Cluster Computing | 2016
C. Hamdeni; Tarek Hamrouni; F. Ben Charrada
Distributed systems provide geographically distributed resources for large-scale applications while managing large volumes of data. In this context, replication of data in several sites of the system is an effective solution for achieving interesting performances. A number of data replication strategies have been proposed in the literature. Data popularity is one of the most important parameters taken into consideration by these strategies. It analyzes the historic of the data access pattern, and provides predictions for future data requests.

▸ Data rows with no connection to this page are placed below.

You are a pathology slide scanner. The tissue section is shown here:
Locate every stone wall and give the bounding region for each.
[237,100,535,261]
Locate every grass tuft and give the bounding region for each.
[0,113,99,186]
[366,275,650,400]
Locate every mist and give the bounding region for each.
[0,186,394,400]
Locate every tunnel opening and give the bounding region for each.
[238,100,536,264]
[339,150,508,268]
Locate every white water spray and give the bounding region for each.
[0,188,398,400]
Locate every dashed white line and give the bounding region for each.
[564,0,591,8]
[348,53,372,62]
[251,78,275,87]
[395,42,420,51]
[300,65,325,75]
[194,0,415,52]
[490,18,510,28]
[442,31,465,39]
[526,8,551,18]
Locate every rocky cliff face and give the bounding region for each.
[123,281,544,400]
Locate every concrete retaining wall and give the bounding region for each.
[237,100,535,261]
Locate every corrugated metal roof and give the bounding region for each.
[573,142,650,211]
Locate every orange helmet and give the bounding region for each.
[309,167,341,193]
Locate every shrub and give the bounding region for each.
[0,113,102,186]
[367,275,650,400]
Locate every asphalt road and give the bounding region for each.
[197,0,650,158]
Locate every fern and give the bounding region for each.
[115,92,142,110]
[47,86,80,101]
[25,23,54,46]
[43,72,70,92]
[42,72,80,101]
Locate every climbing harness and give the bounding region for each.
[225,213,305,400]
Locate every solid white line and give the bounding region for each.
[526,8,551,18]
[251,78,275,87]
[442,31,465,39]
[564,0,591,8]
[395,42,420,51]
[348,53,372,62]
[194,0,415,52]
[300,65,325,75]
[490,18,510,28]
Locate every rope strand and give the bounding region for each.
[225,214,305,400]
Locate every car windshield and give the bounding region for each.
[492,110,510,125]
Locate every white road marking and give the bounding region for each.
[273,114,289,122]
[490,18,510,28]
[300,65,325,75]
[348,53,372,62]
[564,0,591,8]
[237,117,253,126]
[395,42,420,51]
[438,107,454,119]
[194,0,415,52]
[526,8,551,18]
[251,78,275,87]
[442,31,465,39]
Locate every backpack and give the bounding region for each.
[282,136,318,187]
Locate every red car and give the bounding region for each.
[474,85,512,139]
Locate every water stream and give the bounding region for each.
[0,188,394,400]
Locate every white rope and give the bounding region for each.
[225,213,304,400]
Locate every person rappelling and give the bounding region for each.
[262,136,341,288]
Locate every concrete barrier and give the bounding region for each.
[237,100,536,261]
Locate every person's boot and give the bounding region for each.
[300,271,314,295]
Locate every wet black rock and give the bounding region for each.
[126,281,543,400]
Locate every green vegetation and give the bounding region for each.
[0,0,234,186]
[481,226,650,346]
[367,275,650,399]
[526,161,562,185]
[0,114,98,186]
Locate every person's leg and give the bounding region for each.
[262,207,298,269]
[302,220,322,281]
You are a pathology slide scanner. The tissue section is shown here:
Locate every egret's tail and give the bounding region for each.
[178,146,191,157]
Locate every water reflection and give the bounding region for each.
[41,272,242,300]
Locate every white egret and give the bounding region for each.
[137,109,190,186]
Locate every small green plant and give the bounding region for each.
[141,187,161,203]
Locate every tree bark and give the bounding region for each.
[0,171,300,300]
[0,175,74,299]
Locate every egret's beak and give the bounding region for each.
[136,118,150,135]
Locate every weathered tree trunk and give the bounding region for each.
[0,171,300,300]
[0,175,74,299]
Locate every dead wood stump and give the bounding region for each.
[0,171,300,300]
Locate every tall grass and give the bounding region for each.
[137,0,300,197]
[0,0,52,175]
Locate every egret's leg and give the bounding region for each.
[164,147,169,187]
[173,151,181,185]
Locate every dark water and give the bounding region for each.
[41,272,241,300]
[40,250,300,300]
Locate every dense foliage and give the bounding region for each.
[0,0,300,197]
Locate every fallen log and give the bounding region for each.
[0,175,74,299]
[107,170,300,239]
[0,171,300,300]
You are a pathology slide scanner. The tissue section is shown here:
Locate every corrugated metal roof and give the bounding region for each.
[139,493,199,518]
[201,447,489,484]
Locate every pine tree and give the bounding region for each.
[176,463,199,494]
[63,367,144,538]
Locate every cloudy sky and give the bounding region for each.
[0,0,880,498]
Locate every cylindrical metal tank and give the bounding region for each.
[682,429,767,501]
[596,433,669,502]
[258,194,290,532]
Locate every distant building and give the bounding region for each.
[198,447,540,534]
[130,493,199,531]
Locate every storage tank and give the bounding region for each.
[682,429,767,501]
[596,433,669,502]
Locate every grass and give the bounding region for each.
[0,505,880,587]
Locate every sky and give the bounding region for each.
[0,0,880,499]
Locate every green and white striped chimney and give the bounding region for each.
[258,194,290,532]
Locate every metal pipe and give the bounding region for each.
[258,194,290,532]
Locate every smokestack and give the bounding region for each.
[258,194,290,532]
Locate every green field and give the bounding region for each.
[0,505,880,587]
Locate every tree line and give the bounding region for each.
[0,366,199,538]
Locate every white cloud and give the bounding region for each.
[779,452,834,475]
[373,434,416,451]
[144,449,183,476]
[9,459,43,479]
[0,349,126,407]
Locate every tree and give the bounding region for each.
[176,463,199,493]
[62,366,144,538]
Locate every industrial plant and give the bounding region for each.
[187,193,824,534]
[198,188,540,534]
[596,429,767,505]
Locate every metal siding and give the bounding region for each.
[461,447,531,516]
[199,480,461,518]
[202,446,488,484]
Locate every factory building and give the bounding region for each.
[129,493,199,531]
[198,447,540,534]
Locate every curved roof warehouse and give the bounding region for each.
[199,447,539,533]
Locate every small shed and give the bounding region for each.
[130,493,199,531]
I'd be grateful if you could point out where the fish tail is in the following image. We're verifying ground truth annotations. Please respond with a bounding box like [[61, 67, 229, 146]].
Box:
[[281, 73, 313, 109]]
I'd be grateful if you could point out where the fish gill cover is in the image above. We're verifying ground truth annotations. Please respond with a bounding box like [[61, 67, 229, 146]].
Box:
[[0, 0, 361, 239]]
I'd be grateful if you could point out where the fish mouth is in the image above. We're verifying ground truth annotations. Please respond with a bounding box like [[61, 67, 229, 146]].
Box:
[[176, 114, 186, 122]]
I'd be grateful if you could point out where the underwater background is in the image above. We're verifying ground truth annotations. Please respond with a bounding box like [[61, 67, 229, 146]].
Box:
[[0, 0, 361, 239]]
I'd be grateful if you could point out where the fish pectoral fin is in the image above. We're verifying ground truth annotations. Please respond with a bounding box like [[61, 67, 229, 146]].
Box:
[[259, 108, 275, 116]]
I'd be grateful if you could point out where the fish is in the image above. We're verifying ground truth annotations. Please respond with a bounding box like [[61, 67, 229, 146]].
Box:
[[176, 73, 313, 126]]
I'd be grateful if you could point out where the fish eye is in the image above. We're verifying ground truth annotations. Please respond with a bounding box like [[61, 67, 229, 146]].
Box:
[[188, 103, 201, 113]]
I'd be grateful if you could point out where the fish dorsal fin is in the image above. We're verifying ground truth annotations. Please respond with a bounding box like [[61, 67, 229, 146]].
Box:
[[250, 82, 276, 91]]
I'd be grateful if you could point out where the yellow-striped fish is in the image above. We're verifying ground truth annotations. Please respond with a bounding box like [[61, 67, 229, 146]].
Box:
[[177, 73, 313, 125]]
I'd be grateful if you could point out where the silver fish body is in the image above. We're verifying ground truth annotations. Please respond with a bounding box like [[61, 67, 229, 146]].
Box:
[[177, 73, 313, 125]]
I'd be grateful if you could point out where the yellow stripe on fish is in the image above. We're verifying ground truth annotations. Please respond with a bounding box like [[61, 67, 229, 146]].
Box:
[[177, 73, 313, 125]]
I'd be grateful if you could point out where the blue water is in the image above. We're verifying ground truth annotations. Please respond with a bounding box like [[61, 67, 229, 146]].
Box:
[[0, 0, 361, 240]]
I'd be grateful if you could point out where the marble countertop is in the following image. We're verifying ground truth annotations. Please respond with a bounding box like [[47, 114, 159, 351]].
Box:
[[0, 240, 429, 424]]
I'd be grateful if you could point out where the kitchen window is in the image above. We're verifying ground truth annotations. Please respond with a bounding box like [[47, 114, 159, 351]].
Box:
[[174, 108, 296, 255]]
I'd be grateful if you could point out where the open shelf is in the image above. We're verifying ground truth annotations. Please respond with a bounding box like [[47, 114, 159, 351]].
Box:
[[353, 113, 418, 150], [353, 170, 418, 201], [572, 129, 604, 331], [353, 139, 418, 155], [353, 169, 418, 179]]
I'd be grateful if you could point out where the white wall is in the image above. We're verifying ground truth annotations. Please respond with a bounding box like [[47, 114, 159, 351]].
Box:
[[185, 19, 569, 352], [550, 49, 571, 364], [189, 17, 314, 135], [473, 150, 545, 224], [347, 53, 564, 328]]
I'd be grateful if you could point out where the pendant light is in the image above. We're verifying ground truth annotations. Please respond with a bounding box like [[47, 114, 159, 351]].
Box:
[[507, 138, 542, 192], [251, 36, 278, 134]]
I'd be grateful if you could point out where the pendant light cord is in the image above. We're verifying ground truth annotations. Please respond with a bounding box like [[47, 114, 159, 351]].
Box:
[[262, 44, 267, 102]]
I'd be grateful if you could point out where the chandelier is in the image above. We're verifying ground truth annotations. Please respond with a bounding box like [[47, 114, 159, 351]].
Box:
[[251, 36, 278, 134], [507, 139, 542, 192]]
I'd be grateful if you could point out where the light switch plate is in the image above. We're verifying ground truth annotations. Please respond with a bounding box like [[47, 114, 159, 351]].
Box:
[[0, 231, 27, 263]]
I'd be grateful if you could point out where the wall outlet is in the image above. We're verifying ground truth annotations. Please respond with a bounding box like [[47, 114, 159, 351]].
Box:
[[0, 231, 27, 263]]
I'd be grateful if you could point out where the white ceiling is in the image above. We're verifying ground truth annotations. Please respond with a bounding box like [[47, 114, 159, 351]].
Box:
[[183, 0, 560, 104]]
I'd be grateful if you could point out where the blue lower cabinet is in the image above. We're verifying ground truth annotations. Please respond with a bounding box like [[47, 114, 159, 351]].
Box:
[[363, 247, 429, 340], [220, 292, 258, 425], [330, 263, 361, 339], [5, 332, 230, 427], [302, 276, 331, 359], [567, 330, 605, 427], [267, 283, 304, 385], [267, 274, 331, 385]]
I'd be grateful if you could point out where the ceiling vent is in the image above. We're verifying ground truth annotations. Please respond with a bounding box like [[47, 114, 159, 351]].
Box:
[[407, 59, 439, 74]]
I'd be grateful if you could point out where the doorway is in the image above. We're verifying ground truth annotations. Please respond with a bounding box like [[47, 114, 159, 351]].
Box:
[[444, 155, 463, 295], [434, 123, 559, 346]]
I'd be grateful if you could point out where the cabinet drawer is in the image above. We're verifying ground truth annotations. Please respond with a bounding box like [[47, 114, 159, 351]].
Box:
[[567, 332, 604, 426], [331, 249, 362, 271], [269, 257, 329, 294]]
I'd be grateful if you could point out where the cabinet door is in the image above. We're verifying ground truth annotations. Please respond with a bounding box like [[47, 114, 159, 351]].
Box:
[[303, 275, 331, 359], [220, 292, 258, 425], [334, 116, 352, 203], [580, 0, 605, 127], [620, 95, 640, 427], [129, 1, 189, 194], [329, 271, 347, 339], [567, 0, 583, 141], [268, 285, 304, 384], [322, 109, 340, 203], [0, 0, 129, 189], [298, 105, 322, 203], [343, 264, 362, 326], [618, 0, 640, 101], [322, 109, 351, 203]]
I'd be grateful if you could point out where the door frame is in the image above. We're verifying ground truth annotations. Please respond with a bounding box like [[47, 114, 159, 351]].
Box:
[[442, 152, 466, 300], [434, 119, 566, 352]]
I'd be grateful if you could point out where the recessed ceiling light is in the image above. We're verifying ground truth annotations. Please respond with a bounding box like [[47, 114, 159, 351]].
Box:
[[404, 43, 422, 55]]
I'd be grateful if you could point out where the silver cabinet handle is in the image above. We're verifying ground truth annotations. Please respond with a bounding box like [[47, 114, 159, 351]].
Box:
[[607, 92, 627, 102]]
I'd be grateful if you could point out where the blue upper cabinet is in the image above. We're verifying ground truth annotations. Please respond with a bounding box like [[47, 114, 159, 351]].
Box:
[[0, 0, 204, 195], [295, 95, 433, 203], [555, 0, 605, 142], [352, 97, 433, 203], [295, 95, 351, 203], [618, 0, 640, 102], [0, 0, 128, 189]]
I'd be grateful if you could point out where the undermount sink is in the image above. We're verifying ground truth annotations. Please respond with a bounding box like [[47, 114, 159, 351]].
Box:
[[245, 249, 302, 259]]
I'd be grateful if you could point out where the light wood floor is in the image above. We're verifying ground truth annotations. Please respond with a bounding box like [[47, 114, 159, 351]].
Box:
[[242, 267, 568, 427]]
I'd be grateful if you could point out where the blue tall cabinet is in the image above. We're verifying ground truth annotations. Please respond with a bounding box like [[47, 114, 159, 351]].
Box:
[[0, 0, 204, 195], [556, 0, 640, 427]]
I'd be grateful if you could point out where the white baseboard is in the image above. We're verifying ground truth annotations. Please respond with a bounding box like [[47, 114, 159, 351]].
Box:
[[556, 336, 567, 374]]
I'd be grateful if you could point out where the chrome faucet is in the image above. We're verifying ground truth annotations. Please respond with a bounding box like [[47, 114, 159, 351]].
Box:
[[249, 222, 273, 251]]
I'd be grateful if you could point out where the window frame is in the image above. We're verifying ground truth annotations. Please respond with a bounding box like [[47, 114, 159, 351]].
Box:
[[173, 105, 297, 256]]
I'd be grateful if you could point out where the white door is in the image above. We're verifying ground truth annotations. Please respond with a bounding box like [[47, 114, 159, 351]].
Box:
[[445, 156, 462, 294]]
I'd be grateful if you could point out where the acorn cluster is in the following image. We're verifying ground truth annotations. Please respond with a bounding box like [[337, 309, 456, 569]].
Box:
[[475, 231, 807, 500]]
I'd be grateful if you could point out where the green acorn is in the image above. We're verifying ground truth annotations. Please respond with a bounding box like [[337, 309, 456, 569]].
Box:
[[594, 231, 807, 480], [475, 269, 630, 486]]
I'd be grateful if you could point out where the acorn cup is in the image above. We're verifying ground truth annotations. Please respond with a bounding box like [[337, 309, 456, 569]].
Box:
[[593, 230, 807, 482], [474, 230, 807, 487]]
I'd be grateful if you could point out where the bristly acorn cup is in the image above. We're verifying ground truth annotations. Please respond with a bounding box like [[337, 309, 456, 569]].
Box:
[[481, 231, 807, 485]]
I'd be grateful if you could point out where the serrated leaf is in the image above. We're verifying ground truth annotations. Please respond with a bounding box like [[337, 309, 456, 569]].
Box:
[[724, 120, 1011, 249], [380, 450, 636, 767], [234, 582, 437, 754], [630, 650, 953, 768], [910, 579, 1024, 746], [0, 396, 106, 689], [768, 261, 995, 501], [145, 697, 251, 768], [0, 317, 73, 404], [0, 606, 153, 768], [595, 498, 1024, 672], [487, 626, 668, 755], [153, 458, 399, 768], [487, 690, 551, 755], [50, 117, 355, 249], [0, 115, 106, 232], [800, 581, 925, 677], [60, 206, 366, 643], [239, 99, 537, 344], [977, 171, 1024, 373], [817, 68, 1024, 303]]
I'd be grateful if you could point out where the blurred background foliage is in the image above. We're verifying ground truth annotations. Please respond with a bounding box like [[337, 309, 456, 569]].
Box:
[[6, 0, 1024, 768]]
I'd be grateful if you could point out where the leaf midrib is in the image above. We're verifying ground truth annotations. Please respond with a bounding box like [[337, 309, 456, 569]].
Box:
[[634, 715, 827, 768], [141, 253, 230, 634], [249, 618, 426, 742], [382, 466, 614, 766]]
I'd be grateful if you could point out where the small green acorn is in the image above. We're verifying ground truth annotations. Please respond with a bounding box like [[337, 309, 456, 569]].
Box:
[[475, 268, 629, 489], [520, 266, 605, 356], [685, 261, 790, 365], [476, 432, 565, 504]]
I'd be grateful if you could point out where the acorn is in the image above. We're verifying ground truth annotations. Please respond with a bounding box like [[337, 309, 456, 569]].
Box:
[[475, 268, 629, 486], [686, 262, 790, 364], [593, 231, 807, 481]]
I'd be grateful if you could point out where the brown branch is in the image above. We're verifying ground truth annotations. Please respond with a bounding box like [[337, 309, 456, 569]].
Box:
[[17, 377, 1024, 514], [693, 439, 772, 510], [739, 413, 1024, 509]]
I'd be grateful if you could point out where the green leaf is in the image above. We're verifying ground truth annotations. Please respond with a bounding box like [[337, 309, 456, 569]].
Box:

However, measuring data popularity is a challenging task because there are several factors that contribute to the evaluation of data popularity. In this paper, a new adaptive measurement for data popularity in distributed systems is proposed. The proposed measurement covers all factors taken into consideration by previous work of the literature. It also takes into consideration new factors to deal with the dynamic nature of the system so it can adapt to any access pattern. We show that the exploitation of our measurement improves the performances of replication strategies, while offering the possibility to use the data popularity parameter in new contexts in replication management.